I
El sótano de la vecina era un tema recurrente en las cavilaciones de mi perro callejero. Sí, era callejero. Un día decidió pararse afuera del solar de la casa de al lado, y la dueña de la casa sencillamente se rehusó a aceptar una maldición más del entorno. Las langostas se habían comido todos los frutos de su jardín: rosas, bulbitos sin nombre. Arrasaron con todo. Después de eso se le escuchaba murmurar pasajes del Éxodo, y no salió más de su casa. Supongo que no tenía a dónde más ir: su marido la había dejado al fallecer una tarde escurridiza durante las vacaciones de verano —de ésas que huelen todavía a polen, porque mayo todavía no acaba, pero que ya saben más bien a sudor discreto y a ropa que se encoge hasta más arriba de las rodillas—, y tras su silencio, la propiedad se convirtió en blanco de guerra para las plagas. Un perro callejero era un preámbulo de otra más.
II
El perro se hizo mío porque así lo quise. Nunca lo adoptamos, pero ciertamente le dejábamos comida después de que se cansaba de aullarle a la puerta de la vecina. Siempre era igual. Llegaba al medio día y le ladraba unas cinco veces a intervalos cortos. Luego, como un barco de vapor, exhalaba tres aullidos guturales largos, y rodeaba la casa con paso lento hasta el jardín de atrás. Ahí rascaba la puerta del solar, que daba al sótano, hasta que la mujer salía enfurecida a asustarlo.
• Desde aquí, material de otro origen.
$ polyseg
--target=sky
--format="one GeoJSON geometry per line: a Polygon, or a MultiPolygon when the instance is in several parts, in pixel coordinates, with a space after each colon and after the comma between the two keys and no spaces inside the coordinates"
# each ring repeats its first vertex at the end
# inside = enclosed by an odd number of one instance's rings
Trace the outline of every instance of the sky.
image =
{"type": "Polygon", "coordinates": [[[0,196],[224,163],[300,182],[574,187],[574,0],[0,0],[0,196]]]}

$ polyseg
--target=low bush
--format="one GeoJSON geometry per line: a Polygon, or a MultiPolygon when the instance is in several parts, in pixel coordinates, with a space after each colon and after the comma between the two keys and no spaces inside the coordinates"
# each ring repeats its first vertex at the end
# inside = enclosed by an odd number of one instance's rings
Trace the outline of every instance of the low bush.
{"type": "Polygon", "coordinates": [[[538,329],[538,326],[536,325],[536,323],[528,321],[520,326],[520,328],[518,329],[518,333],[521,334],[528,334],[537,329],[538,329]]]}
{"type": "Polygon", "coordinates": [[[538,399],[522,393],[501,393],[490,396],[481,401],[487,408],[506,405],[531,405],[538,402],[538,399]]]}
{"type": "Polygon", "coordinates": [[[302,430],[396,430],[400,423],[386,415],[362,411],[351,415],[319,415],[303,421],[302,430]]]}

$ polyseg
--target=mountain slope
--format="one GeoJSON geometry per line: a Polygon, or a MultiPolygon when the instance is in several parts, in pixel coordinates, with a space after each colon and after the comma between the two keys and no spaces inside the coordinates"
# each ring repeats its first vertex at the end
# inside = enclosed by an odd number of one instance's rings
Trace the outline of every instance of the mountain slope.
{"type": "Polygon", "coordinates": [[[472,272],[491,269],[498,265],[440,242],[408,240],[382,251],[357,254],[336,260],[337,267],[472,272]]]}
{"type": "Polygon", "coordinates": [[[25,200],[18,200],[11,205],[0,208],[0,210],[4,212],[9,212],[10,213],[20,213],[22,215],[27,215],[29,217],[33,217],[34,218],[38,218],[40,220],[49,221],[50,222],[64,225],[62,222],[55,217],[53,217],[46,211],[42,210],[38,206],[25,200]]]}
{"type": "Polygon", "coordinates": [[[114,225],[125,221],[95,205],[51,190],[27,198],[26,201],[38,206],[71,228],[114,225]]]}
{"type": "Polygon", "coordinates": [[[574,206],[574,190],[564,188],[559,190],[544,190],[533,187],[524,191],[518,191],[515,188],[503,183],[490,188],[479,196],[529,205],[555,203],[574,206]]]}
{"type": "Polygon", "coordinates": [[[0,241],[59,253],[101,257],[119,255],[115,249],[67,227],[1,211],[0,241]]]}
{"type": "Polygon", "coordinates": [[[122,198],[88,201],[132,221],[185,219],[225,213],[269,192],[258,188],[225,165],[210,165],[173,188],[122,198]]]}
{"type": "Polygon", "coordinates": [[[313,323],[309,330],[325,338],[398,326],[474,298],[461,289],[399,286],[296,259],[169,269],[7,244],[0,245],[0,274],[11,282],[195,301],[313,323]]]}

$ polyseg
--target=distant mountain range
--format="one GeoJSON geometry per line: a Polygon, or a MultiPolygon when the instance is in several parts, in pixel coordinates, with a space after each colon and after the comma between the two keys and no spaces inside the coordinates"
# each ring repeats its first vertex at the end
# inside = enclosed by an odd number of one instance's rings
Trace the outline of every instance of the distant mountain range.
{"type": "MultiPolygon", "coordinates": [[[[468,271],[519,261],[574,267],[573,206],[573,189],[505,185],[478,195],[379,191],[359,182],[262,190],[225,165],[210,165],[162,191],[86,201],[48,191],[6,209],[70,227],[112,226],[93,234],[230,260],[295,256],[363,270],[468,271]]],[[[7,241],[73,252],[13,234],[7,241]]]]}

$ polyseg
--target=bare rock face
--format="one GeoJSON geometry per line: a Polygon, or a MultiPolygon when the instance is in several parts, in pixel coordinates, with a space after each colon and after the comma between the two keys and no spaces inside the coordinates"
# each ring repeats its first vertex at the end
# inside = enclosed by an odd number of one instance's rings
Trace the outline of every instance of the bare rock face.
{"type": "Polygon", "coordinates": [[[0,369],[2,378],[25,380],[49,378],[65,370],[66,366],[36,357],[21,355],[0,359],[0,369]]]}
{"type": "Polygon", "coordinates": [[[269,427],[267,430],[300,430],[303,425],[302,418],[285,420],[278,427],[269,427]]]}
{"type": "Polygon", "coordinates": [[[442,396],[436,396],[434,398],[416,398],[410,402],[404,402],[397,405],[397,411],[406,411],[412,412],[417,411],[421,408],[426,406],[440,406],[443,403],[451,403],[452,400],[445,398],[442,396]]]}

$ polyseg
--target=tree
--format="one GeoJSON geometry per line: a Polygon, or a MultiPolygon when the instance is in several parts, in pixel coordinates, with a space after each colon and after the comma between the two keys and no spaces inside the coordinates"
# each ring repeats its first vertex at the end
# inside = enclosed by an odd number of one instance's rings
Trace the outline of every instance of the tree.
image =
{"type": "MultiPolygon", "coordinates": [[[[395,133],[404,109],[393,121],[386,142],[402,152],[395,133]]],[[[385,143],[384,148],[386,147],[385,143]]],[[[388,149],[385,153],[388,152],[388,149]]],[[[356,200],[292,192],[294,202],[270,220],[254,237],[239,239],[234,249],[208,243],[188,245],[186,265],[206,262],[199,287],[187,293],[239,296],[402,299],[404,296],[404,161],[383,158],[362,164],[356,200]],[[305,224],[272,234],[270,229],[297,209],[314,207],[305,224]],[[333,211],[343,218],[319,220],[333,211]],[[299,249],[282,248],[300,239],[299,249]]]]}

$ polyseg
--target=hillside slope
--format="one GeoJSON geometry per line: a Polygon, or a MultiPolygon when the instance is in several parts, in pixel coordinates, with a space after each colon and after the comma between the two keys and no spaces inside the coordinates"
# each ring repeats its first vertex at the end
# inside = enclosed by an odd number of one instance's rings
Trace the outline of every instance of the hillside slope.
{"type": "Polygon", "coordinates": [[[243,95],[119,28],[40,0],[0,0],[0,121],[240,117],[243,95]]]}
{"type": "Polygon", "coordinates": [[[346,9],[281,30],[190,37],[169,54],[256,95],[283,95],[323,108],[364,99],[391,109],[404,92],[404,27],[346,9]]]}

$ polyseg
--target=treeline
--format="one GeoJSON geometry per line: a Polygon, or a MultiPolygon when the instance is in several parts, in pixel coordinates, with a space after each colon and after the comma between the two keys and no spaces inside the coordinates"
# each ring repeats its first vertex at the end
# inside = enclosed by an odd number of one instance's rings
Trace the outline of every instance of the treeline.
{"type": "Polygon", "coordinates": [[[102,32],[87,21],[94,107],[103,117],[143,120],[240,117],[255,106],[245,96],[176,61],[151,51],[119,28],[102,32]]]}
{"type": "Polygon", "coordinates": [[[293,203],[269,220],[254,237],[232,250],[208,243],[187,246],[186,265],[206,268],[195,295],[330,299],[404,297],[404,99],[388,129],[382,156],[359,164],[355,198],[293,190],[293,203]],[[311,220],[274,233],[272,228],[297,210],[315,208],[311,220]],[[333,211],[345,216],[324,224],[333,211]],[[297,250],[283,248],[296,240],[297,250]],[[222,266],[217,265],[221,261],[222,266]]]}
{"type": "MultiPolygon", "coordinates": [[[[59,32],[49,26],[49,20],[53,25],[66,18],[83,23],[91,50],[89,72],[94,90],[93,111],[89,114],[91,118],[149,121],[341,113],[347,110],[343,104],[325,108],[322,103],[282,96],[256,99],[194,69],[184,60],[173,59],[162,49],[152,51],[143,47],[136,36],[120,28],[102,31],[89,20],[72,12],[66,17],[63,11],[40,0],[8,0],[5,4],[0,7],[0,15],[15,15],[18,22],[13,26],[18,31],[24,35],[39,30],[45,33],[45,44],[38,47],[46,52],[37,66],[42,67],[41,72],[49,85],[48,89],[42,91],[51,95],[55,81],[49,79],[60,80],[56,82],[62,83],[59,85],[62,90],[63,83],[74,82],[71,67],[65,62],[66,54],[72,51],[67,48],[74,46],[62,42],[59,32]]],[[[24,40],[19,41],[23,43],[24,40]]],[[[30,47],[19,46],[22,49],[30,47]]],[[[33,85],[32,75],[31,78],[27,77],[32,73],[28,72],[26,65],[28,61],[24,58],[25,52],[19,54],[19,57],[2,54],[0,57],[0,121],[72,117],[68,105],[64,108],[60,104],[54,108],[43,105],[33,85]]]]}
Lo maldecía con proverbios polvosos, y el animal la miraba a los ojos unos segundos. Luego se paraba y se iba. A mí la vieja nunca me cayó bien, y el perro me daba lástima: era como ver a Caronte pidiéndole más almas a su superior sin obtener nunca respuesta. Además, nada me costaba soltarle las sobras de lo que habíamos comido el día anterior. Así fue durante los meses que sucedieron al verano posterior a la muerte de su marido.
III
Era común que una vez a la semana —los viernes, creo— la hija de la vecina se apareciera durante la madrugada. Me daba cuenta porque la escuchaba estacionar una camioneta gigantesca afuera de mi casa a eso de las cinco de la mañana: era el rumor torcido de las llantas contra el pavimento deslavado, el motor que se apagaba y unos zapatos de tacón que se apresuraban hacia la puerta de madera a unos pasos de distancia. Alguna vez, por curiosidad, me asomé desde la ventana de la sala para ver cómo era la mujer. Alcancé a ver cómo entraba a la casa de su madre con la mirada sombría. Más de una vez, a la vieja se le olvidó apagar las velas que dejaba sobre la mesita de café que tenía en el jardín. Al llegar el viernes, la hija tomaba los restos de cera y se los llevaba consigo adentro de la casa. Quizá para tirarlos, quizá para guardarlos en una colección cada vez más grande de pedacería. Sin embargo, al amanecer de los demás días, los cabos de vela se amontonaban en la mesita del patio, como almas apunto de desvanecerse.
IV
El perro había dado su ronda general como lo hacía todos los días, a la misma hora. Cinco cortos y tres largos. Rascar la puerta del patio trasero. Aguardar a una distancia prudencial afuera de mi casa para que le diera las sobras. Masticar despacio. Marcharse en silencio. Me metí a la casa después de darle de comer, y unos minutos después, un gato de bigotes largos se sentó en el friso de la ventana de la sala. Me miró con los ojos bien abiertos, bien verdes, bien sabios, bien muertos. Luego se fue con el mismo sigilo que había aparecido. Más de noche escuché la sirena de una ambulancia aproximarse. Paramédicos agitados. Camillas que se azotaban contra el suelo. El raspar de ruedas chiquititas contra el pavimento. Un motor que se alejaba a toda velocidad. Luego, nuevamente el silencio, y los cabos de vela asentados permanecieron encendidos, como esperando a alguien que expiró.
V
El perro no se volvió a aparecer jamás. Unos meses después, por noviembre, la propiedad de la vieja se puso a la venta. Una familia más joven llegó a habitarla, con su propio perro y niños ruidosos. Extrañé mucho a la mascota que nunca tuve. Porque sí, el perro callejero fue lo más cercano que tuve a un animal presente con cierta periodicidad. El sótano de mi vecina se convirtió en cuarto de juegos para los hijos de los nuevos inquilinos. Los cabos de vela no volvieron a amontonarse en el patio nunca, y el jardín volvió a florecer con un aire distinto a la primavera siguiente. Entonces entendí que hay vigías silentes, que se aparecen, como alarmas discretas, sin que nos demos cuenta de por qué están ahí —luego se disuelven con la misma sutileza, y el aire se respira distinto.